How long have we been doing this? When did we first start protesting?
Our young brothers and sisters in the struggle are curious to know what is bringing these old, grey heads to the Zuccatti encampment.
How can we explain that one of our members can remember helping to bang the pots and pans in celebration of the end of World War I? Another can vividly recall holding her father’s hand at a rally supporting Sacco and Vanzetti. Joan was a guest of the state in Mississippi, jailed as a Freedom Rider at the infamous Parchman Prison. Some of our mothers and dads took us to protest the murder of Emmett Till.
“Emmett Till,” one young reporter puzzles. “Is he here today?”
It would be too easy to laugh, instead we are caught short and reflect.
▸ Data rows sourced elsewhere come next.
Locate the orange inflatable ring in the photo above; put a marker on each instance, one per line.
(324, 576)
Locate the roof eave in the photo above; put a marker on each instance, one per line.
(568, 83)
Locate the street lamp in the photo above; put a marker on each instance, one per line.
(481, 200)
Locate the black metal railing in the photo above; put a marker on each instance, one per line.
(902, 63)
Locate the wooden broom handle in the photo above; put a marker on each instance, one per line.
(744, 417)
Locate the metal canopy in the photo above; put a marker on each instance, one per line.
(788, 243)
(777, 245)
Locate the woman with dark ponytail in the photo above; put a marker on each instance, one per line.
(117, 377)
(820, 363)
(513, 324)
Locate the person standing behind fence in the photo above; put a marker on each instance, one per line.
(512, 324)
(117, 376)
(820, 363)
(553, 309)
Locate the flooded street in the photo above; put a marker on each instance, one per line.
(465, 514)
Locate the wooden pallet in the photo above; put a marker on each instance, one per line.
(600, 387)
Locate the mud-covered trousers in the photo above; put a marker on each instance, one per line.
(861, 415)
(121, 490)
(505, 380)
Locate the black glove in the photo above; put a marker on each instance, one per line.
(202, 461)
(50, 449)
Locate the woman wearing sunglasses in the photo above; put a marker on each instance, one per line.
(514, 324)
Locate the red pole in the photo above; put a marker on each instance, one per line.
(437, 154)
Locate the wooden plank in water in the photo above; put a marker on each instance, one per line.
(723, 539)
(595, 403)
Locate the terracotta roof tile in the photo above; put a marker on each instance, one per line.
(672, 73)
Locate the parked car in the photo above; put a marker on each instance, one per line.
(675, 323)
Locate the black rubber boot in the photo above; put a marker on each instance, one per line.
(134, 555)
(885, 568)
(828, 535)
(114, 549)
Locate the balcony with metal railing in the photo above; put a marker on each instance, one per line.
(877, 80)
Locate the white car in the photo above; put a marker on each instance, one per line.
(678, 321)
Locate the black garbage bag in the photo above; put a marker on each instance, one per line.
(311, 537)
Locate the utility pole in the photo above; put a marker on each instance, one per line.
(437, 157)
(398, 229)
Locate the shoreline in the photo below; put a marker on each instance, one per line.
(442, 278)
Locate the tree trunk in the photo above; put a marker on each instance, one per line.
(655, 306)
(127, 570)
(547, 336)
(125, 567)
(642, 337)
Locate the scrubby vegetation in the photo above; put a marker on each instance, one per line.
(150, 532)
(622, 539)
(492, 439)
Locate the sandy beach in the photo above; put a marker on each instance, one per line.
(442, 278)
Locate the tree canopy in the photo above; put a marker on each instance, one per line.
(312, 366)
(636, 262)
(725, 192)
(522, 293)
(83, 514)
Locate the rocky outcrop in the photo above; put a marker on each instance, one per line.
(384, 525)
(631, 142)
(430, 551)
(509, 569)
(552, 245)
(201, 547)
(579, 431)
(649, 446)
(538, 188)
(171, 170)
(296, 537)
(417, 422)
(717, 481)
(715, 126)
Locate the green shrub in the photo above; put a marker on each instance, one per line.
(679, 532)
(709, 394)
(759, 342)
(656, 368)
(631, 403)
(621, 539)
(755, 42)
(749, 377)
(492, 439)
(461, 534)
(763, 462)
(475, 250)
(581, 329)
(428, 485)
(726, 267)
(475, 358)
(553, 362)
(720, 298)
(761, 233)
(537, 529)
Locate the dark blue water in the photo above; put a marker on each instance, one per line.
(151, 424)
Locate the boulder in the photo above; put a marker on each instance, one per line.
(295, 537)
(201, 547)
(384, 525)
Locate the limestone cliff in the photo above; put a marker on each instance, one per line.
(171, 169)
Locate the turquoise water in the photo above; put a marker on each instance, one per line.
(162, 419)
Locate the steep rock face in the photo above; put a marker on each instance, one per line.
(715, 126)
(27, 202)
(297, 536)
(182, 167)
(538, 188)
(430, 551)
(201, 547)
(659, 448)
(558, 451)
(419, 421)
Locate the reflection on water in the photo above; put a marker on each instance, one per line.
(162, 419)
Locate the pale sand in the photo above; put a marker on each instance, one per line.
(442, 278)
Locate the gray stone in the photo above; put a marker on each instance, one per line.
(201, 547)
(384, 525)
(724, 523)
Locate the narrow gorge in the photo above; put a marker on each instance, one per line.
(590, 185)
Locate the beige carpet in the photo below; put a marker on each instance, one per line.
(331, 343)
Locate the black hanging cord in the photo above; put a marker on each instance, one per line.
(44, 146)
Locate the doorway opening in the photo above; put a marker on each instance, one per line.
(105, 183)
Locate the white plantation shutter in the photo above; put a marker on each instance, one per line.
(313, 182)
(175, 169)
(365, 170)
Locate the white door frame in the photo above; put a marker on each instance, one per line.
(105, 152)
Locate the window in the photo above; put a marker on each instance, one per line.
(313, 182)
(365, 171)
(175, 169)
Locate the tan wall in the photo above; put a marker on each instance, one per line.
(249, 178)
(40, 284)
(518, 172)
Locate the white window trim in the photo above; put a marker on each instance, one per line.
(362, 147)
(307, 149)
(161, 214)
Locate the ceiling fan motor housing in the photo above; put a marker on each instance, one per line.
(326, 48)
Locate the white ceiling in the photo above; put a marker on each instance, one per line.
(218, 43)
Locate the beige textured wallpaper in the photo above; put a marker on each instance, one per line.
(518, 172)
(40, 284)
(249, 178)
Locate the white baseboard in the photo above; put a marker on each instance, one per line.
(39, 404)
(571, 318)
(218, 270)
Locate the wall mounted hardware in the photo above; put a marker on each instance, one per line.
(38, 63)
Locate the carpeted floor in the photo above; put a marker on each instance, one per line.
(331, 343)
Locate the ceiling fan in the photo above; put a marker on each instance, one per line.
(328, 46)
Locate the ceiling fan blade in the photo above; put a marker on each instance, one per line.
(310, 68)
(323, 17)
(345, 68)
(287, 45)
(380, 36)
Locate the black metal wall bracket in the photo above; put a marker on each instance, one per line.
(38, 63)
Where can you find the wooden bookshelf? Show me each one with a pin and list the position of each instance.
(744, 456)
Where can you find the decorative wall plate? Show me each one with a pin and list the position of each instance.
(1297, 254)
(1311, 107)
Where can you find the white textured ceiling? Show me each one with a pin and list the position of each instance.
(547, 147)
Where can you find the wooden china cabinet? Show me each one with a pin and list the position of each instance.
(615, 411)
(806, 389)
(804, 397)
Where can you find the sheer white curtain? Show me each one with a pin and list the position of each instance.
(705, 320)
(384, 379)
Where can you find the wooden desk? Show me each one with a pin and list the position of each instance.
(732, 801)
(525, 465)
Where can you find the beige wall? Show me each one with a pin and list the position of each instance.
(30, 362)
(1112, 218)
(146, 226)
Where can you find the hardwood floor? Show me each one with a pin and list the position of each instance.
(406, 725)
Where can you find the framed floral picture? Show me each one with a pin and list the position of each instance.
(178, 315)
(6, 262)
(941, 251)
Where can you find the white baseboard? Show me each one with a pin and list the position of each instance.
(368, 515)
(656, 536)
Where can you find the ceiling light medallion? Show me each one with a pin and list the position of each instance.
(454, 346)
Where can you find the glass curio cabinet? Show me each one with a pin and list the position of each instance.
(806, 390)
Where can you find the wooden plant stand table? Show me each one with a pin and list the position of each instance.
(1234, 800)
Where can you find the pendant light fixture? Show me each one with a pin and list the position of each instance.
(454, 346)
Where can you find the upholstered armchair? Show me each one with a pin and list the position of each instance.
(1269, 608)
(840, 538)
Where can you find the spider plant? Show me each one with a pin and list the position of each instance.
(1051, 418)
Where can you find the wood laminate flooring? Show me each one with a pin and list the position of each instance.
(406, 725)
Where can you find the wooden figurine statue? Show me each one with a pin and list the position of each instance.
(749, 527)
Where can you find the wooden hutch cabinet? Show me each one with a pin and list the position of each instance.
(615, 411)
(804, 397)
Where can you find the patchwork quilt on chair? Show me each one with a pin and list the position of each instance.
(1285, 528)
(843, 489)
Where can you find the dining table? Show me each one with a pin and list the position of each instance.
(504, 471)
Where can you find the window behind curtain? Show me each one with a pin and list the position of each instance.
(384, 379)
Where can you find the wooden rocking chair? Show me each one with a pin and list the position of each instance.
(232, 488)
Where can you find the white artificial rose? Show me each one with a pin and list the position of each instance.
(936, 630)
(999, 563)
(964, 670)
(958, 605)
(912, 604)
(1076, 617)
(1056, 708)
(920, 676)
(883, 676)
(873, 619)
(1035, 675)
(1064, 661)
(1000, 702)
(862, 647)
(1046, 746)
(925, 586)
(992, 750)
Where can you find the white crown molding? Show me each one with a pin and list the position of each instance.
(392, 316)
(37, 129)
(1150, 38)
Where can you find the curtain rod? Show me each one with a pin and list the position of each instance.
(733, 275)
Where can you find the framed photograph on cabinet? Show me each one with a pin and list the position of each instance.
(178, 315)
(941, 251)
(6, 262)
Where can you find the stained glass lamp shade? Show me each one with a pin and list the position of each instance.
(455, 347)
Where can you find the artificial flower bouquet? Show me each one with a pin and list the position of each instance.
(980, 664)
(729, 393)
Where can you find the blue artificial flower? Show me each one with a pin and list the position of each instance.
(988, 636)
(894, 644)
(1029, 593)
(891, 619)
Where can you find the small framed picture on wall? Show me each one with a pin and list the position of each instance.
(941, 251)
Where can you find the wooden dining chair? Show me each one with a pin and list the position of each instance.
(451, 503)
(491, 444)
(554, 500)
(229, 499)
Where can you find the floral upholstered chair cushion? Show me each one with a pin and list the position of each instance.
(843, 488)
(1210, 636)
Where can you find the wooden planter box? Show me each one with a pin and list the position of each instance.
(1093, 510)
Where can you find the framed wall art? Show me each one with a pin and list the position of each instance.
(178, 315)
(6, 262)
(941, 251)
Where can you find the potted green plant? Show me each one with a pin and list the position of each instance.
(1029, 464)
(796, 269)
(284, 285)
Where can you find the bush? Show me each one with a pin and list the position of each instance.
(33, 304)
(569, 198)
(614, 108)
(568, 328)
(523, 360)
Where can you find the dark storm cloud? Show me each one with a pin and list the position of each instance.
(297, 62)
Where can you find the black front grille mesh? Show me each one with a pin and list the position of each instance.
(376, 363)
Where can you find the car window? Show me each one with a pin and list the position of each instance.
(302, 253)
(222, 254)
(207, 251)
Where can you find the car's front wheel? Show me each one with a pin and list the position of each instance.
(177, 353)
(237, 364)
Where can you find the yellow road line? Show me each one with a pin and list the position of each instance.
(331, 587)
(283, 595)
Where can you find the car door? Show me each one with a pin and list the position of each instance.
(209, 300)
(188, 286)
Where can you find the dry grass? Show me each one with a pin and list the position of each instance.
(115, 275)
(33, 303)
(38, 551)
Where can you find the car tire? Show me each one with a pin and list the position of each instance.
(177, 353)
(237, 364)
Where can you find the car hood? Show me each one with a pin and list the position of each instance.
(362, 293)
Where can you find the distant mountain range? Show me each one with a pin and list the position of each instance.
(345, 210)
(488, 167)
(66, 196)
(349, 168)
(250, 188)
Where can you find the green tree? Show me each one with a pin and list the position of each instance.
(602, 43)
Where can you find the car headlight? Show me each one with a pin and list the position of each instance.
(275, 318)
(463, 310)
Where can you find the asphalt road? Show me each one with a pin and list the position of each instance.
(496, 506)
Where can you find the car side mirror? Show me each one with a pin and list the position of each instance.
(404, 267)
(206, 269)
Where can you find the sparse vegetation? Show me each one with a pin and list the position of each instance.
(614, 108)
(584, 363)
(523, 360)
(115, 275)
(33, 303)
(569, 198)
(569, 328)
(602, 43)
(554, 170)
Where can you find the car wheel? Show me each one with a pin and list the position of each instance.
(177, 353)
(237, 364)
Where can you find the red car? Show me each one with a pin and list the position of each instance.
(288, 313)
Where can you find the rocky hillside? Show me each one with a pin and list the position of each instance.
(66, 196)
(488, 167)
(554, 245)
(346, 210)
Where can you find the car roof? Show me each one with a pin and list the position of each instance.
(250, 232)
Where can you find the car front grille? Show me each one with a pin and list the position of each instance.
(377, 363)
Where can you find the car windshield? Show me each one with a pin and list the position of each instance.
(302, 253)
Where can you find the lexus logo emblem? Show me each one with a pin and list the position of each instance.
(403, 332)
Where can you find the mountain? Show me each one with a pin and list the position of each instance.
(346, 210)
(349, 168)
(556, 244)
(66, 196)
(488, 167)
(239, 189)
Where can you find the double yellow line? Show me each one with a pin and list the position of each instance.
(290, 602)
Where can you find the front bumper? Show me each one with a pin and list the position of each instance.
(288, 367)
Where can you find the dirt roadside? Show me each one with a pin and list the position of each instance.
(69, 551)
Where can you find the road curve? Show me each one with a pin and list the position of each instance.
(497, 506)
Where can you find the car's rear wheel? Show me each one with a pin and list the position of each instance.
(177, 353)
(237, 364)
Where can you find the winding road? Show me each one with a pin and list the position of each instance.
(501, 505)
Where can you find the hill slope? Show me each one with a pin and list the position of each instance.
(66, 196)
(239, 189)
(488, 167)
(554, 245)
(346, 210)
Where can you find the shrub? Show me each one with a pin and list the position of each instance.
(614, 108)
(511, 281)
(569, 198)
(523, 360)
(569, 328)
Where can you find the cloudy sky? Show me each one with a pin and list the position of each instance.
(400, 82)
Most definitely Emmett is here with us — along with Troy Davis, Viola Liuzzo, Ferdinando Nicola Sacco and Bartolomeo Vanzetti, and James Chaney, Andrew Goodman and Michael Schwerner and so many others we could name. We don’t just march in their memory — they all are still very much with us.
One woman appears in a green dress and a big smile. She saw us on Facebook and she had to “get her butt down here.” A few blocks along on our march to the Post Office, she tells us her husband tried to dissuade her. “That just sealed the deal,” she tells us with a twinkle.
Amy Goodman and her crew marching with us and a big thumbs up to Congressman Jerry Nadler for doing the right thing – stepping up to support the postal workers. It seems we now live a world where good behavior on the part of an elected official is the exception, not the rule. But even in this dark season, there are some true points of hopeful light. C’mon down to Zuccotti and see what we mean.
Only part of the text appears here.